Vladimir Poutine a annoncé vouloir poursuivre les frappes contre les infrastructures énergétiques ukrainiennes.
Lors d'une prière au nom du peuple de Zelensky, à Rome, le pape François s'est montré très ému.
Retour sur les informations marquantes de ces dernières 24 heures.

Jeudi 8 décembre, Vladimir Poutine a promis de poursuivre les frappes contre les infrastructures énergétiques ukrainiennes. En Italie, à Rome, une scène inattendue s'est produite au cours de la fête de l'Immaculée Conception, un jour férié dans le pays. Le pape François a été submergé par l'émotion et s'est interrompu, lors d'un discours à la Vierge, en soutien au peuple ukrainien. Retour sur les faits de ces 24 dernières heures. 

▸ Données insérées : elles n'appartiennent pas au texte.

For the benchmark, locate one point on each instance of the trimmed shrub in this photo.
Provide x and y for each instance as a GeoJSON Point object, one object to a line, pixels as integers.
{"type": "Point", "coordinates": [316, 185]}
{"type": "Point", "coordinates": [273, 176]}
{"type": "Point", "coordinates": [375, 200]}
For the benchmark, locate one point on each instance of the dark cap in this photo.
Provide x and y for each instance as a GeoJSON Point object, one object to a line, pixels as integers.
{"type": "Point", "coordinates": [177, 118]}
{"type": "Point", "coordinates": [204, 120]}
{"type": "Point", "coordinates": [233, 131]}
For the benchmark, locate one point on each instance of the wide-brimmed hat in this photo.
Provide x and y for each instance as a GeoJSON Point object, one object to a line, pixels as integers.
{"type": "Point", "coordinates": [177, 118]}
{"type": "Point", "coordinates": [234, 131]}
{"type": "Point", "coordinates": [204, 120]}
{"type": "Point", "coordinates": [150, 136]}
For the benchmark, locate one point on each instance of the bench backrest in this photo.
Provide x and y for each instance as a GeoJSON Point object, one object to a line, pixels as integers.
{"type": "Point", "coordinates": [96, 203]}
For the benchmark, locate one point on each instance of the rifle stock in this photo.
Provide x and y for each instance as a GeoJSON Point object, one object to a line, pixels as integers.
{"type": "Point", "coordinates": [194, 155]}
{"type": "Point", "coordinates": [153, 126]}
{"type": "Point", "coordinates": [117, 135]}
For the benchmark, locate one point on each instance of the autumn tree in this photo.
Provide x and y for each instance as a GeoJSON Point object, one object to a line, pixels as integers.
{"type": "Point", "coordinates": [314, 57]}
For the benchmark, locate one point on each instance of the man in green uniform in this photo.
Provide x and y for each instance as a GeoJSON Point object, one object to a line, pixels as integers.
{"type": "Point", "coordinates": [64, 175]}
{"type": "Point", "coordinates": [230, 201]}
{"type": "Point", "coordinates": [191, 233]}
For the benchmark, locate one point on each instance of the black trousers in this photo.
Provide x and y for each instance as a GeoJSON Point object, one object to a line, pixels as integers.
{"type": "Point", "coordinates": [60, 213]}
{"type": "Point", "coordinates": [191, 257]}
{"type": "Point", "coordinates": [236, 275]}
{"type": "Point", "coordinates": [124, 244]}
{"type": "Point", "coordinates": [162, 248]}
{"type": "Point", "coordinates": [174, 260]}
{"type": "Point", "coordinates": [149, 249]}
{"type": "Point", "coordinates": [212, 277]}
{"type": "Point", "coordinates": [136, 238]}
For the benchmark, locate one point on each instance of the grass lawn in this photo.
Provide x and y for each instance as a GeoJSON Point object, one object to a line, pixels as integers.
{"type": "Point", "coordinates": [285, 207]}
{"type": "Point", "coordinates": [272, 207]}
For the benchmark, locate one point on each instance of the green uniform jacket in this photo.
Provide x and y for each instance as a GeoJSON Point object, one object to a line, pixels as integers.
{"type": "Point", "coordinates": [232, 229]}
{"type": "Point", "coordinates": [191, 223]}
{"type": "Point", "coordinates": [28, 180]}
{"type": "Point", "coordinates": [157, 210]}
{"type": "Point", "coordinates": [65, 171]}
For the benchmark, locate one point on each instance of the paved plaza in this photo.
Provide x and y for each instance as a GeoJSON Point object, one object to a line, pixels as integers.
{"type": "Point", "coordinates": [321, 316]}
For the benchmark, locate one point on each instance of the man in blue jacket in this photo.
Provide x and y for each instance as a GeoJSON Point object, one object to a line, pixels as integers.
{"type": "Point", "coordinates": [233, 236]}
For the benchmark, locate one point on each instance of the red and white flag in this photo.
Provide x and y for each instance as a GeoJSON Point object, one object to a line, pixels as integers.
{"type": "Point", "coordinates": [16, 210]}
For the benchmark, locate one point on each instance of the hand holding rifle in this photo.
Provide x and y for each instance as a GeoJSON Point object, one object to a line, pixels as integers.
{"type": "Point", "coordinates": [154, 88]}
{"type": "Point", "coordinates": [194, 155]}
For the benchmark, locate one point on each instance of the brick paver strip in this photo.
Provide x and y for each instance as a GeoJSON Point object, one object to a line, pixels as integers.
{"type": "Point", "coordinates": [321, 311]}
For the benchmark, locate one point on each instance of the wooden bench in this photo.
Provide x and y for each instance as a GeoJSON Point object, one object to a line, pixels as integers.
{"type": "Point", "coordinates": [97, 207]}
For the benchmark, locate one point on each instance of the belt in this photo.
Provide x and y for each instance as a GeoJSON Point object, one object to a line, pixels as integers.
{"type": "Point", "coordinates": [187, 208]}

Les frappes continuent. Le président russe Vladimir Poutine a assuré, jeudi, que la Russie allait poursuivre ses frappes contre les infrastructures énergétiques ukrainiennes, dont les précédentes salves ont provoqué de nombreuses coupures d'électricité et d'eau massives en pleine période hivernale. 

L'Ukraine épaulée

Le pape François ému. Lors d'une cérémonie en public dans l'après-midi dans le centre de Rome, le Pape n'a pas pu retenir ses larmes, en évoquant la guerre dans une Ukraine "martyrisée". À l'occasion de la traditionnelle cérémonie d'hommage à la Vierge Marie, le pape s'est rendu devant la statue de cette dernière. "Ô Vierge Immaculée, j'aurais voulu t'apporter aujourd'hui le remerciement du peuple ukrainien...", a-t-il déclaré, en lisant son discours, avant de s'arrêter, submergé par l'émotion.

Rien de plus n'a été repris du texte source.